By then Lucille was living in New York City once more. For a brief period she shared a room at the Kimberly Hotel with her Jamestown crony, Marion Strong. Emboldened by Lucille’s tales of the city, Marion had taken the bus to Manhattan and talked herself into a job as a secretary to an antiques dealer at $20 a week. Lucille did better. Hattie Carnegie welcomed her back; Constance Bennett had remained one of Carnegie’s best customers, and the designer was glad to have the look-alike on board again. Lucille’s salary was boosted to about $2,000 a year, supplemented by occasional freelance work for commercial photographers—this at a time when most New York City dwellers brought home an annual income of $1,200.
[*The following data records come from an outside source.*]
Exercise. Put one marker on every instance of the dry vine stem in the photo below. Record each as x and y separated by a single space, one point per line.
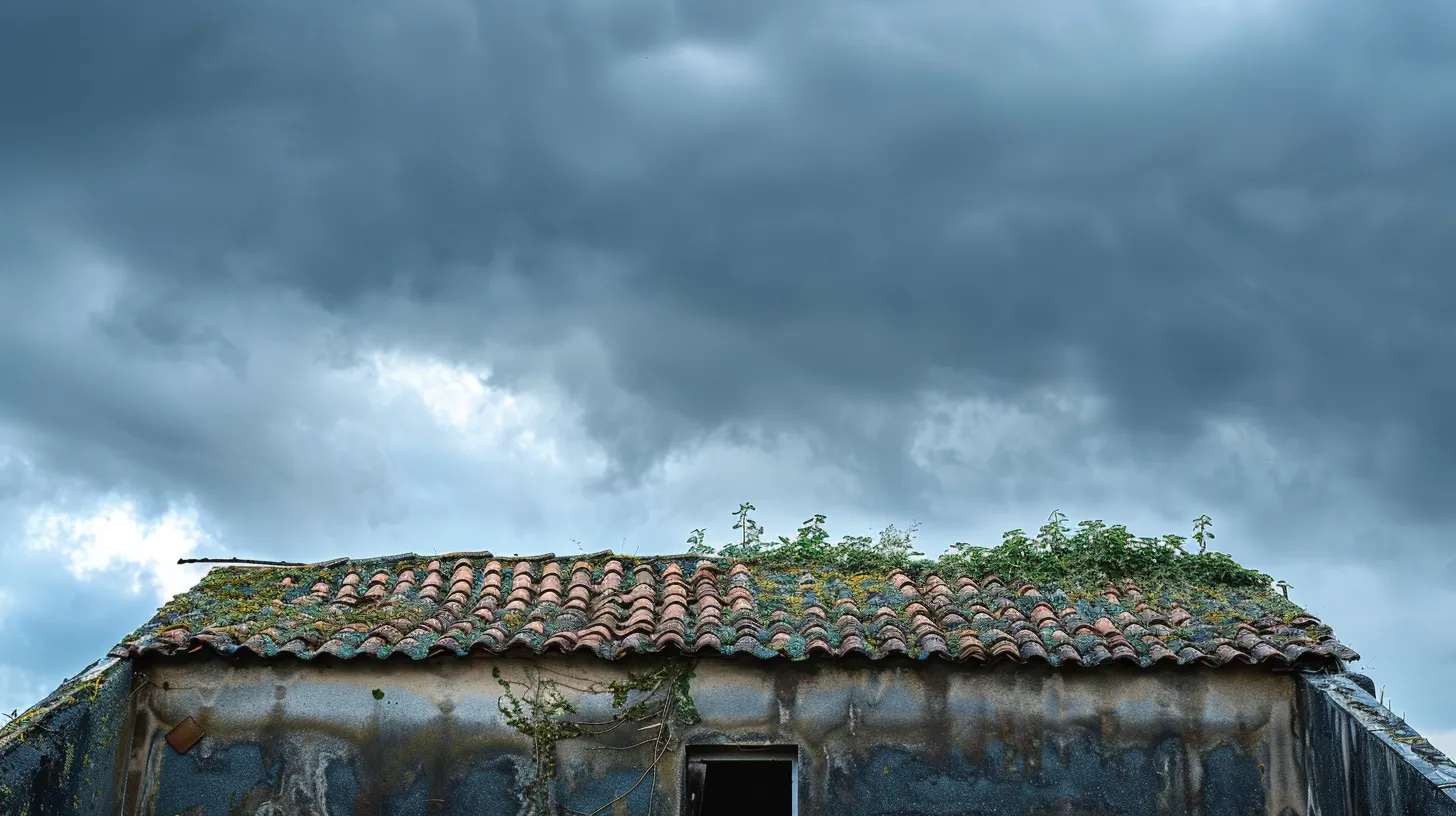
546 717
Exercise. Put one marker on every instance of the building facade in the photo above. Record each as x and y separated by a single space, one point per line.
683 685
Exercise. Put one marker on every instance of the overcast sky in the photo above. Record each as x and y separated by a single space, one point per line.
526 276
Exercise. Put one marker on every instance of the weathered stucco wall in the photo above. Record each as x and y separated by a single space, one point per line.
66 754
1362 758
874 738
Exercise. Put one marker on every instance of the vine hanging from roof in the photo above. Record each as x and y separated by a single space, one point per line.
660 698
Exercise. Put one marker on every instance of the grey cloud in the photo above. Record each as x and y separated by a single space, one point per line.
776 225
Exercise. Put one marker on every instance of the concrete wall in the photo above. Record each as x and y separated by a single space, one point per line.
872 738
1360 758
64 754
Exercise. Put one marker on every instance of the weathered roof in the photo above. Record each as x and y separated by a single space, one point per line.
615 605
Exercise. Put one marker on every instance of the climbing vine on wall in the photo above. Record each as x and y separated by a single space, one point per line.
660 701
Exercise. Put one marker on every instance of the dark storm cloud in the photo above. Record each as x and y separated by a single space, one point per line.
776 214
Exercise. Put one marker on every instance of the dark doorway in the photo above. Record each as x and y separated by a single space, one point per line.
733 786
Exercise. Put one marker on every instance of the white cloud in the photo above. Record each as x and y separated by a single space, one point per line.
117 538
462 399
21 688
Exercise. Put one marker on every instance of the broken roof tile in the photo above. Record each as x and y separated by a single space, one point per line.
615 605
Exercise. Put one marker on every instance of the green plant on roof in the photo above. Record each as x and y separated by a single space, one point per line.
1200 532
1081 558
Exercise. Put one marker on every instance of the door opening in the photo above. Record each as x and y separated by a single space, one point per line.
743 783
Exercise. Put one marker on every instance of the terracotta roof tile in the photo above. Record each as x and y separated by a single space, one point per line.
613 605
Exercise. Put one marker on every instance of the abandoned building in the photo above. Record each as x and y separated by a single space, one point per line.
607 685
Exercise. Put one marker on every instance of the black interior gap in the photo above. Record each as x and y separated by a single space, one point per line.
749 787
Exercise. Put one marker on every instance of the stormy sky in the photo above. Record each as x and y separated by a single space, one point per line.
293 281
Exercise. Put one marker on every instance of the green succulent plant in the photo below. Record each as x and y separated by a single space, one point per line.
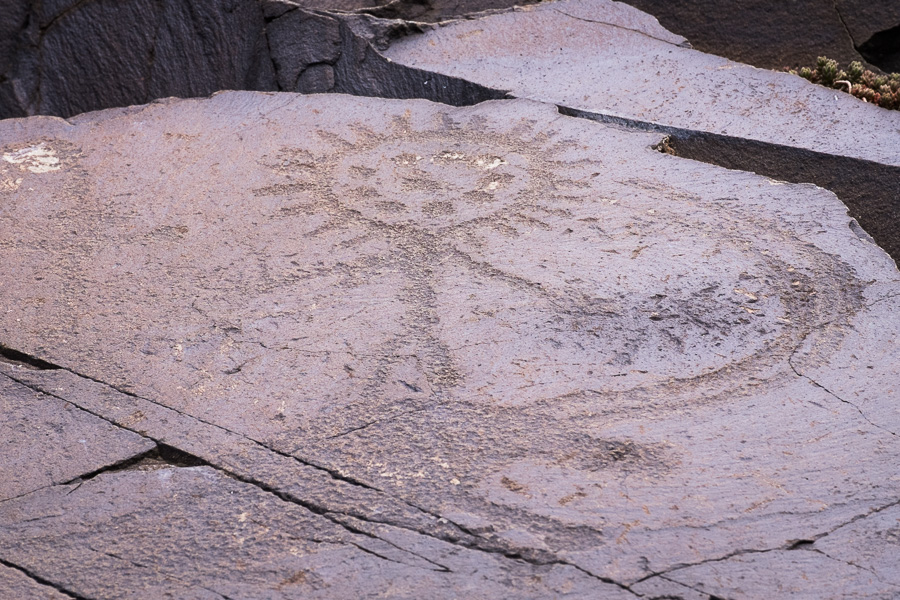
882 90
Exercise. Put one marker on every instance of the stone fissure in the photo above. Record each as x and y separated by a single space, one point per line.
870 190
40 580
802 544
832 394
469 539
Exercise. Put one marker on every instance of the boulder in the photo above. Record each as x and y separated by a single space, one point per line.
618 65
398 347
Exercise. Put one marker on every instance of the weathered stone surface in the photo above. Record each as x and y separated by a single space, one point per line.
616 64
159 531
495 328
18 586
774 35
65 58
602 66
45 441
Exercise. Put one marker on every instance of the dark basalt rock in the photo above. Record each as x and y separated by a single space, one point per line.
67 58
401 347
774 35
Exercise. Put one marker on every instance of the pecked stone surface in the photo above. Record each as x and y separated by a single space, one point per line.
522 334
16 584
47 441
130 535
615 60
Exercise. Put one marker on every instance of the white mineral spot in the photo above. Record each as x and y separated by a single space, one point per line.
37 159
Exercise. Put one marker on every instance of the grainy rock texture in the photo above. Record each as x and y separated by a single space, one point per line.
400 348
616 64
45 441
774 35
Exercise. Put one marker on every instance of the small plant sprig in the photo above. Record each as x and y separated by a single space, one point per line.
882 90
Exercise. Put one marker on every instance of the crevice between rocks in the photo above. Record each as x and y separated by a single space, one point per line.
883 49
833 395
870 190
798 544
40 580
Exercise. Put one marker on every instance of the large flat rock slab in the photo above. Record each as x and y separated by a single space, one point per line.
497 328
611 59
47 441
158 531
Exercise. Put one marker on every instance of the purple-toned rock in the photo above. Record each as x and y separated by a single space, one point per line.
521 339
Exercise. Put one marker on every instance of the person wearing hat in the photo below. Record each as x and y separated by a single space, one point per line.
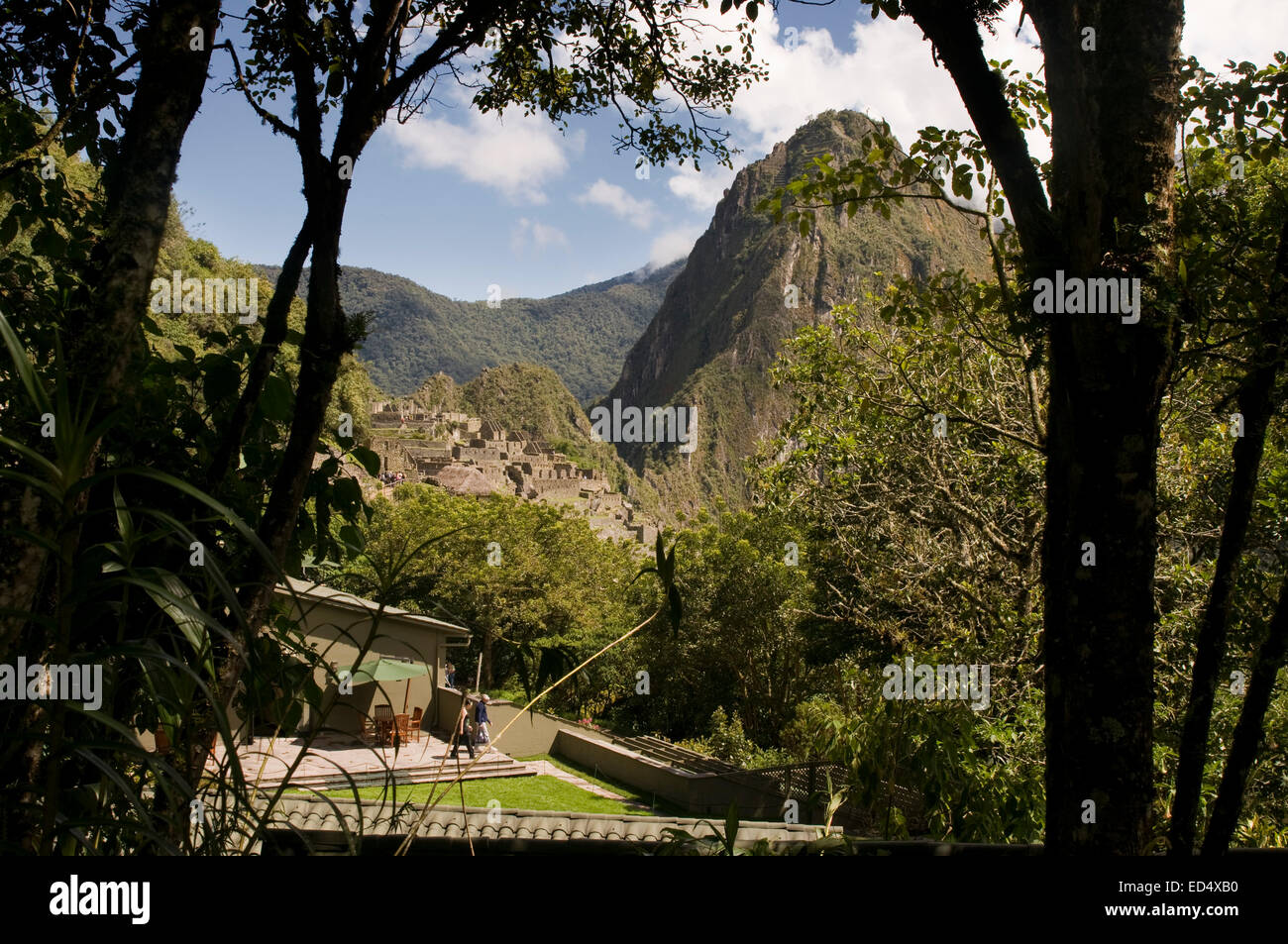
462 730
482 720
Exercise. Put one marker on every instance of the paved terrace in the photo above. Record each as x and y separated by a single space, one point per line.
331 756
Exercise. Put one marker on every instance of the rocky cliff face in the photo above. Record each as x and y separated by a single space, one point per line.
724 317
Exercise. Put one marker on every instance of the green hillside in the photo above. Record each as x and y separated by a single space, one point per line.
415 333
724 317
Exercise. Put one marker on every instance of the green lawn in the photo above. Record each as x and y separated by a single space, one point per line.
513 792
661 807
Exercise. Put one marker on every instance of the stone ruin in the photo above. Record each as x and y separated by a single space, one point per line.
473 456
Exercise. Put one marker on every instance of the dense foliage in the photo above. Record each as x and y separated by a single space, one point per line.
583 334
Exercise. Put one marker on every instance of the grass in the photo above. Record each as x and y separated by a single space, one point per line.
513 792
660 807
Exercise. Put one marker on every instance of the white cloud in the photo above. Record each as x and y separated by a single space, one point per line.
700 191
516 155
674 244
536 235
1218 30
616 200
889 75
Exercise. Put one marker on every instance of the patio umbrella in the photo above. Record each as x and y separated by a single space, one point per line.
387 670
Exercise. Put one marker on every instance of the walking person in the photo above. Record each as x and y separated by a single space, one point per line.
462 730
482 720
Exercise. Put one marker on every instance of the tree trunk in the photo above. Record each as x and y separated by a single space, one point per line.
266 357
1113 116
1113 134
1256 402
1248 732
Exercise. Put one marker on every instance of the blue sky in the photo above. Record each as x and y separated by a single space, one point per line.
459 201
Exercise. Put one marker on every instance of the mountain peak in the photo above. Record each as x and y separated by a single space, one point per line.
747 284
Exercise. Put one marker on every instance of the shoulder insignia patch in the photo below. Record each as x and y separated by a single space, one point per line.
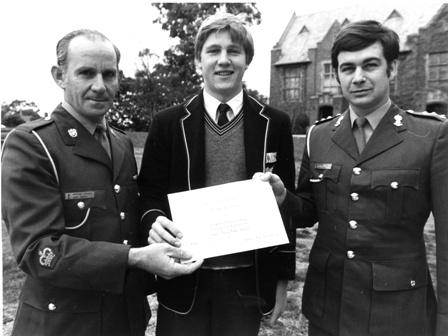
35 124
433 115
323 120
47 258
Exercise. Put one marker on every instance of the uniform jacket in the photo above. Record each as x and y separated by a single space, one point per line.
368 272
72 216
174 161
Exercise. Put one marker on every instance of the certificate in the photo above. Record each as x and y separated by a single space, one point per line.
228 218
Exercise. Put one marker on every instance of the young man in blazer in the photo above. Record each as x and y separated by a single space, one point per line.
191 146
69 202
372 188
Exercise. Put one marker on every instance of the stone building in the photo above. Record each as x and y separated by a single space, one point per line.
303 81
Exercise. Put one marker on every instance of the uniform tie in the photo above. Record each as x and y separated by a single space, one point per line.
101 136
222 117
359 133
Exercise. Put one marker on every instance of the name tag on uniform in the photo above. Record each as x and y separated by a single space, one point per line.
80 195
326 166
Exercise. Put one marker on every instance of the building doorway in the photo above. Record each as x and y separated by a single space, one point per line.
440 108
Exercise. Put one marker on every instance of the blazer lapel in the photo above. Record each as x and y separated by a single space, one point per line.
256 130
192 124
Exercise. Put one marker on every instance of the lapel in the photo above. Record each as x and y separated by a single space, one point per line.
256 130
192 124
385 136
76 135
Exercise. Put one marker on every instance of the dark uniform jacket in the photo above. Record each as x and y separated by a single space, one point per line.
174 161
71 215
368 272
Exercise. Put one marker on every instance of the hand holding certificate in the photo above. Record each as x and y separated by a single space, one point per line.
228 218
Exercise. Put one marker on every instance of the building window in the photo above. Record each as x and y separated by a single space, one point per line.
292 84
437 69
330 84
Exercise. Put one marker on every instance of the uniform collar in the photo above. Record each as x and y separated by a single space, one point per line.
374 117
89 125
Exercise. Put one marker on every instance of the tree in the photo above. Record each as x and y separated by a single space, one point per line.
174 80
18 112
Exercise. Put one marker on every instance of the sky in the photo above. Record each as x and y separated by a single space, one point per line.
29 31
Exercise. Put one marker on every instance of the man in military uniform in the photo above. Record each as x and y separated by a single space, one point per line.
70 205
371 177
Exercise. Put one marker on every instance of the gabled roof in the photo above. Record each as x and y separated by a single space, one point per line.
304 32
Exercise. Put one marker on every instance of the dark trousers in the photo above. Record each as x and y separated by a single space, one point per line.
225 305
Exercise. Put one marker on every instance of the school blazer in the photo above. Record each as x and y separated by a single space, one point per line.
174 161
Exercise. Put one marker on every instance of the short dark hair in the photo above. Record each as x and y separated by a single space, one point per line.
362 34
225 22
63 44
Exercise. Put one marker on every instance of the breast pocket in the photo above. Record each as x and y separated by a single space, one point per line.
78 205
324 178
394 189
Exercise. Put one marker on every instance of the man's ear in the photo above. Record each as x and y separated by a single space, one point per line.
58 76
392 71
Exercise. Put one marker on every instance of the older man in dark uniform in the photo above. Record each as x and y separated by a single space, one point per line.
371 177
70 205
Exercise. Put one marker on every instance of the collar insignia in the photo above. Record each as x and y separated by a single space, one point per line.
73 132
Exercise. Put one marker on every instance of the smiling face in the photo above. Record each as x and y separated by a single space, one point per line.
223 64
90 79
364 76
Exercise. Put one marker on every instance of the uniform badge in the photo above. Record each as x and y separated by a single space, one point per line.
339 121
47 258
398 119
73 132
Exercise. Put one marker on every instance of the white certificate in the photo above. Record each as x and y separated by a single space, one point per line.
228 218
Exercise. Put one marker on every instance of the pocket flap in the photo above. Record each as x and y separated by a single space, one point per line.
399 274
401 177
321 171
319 256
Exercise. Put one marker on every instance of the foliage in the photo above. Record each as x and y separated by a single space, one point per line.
18 112
174 80
300 123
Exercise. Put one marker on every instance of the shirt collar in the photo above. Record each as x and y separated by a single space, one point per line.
211 104
89 125
374 117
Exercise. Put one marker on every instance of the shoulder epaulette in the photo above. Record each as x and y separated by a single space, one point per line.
433 115
323 120
35 124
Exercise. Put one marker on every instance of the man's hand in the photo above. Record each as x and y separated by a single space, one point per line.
161 260
276 183
164 231
281 299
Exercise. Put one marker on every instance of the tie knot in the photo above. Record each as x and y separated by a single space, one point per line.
223 108
361 121
100 128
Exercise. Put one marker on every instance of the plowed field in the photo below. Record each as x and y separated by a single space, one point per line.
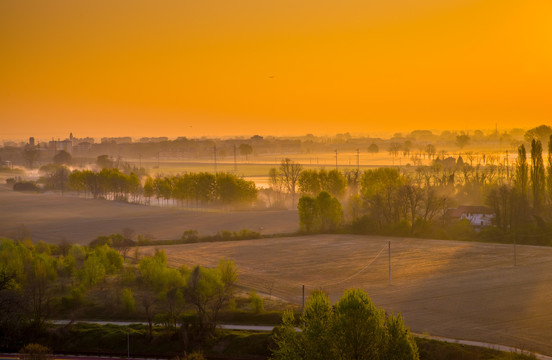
447 288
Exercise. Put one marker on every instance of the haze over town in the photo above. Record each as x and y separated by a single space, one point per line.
276 179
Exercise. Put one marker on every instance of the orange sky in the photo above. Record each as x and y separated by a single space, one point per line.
272 67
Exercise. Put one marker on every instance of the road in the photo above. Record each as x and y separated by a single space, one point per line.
270 328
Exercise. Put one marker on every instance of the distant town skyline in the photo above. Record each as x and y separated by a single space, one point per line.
219 68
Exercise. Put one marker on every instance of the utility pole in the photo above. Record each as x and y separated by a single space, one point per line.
358 160
515 252
389 246
303 307
507 168
215 153
235 163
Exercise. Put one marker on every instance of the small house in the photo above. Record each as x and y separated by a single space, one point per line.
479 216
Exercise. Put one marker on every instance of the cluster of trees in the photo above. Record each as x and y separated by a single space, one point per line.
312 182
354 328
323 213
109 183
38 281
412 200
201 188
524 207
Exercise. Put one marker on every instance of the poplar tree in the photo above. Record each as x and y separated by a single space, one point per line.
537 174
521 179
549 172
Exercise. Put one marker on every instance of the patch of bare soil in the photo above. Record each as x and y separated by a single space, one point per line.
448 288
51 217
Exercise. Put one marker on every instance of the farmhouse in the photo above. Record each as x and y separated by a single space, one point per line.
479 216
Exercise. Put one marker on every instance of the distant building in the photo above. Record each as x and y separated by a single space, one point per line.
117 140
82 147
153 139
77 141
56 145
479 216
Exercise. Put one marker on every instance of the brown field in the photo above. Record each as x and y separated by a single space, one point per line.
452 289
51 217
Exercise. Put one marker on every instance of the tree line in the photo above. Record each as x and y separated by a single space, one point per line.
190 189
412 200
41 281
353 328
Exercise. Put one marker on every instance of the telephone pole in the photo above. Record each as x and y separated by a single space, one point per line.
507 168
389 245
358 160
215 153
303 307
235 163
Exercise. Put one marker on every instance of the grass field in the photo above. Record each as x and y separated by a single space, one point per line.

In an effort to replace Johnny, Lucille dated some prominent men, including the public relations counselor Pat di Cicco, who would one day marry Gloria Vanderbilt; and Sailing Baruch, nephew of President Franklin D. Roosevelt’s financial adviser, Bernard Baruch. If others were not so well known, they all had enough money to treat a pretty girl to a night on the town. What they failed to appreciate was Lucille’s yokel mannerisms. At a high-toned nightclub, her escort introduced some friends. As he spoke, Lucille vigorously smacked one of them in the face. A mosquito, Lucille explained, had just landed on the lady’s forehead. The young man never called again.
As countrified and robust as she appeared, Lucille was growing pale beneath the makeup. The demanding schedule, social pressures, and increasingly acute pangs of homesickness all took their toll. Her health failed late in 1930; pneumonia forced her to leave work for a couple of weeks. She returned too early—and immediately regretted it. As she stood on the dais for a fitting, both her legs suddenly felt inflamed. The pain was so severe she sank to the floor, clutching her calves. Amid the chatter and panic Hattie Carnegie kept order. She summoned her own physician and he took Lucille to his office. An instant diagnosis was offered: she had some violent form of arthritis. There were many varieties of the disease. The one to worry about right now was rheumatoid. If she had that she was likely to be crippled for life. In any case, she had to go to a hospital at once. Lucille thought of her last bank statement. “I have eighty-five dollars to my name,” she moaned. Very well then, the doctor responded tersely, she must go to a clinic serving the poor of New York. That night Lucille waited three hours to see a specialist donating his services in Harlem. He offered a new and radical injection of serum made from horse urine. Lucille could barely choke out her consent. For several weeks she stayed in her room; periodically the doctor stopped by to administer an injection. A month later the money ran out and she arranged to be taken to the train station in a wheelchair. Once more Lucille went home, unable to break the thread that kept tugging her back to Jamestown—permanently, it seemed. By then Grandpa Fred and DeDe had also returned. Together the family worked on Lucille’s morale and aided in her intensive physical therapy.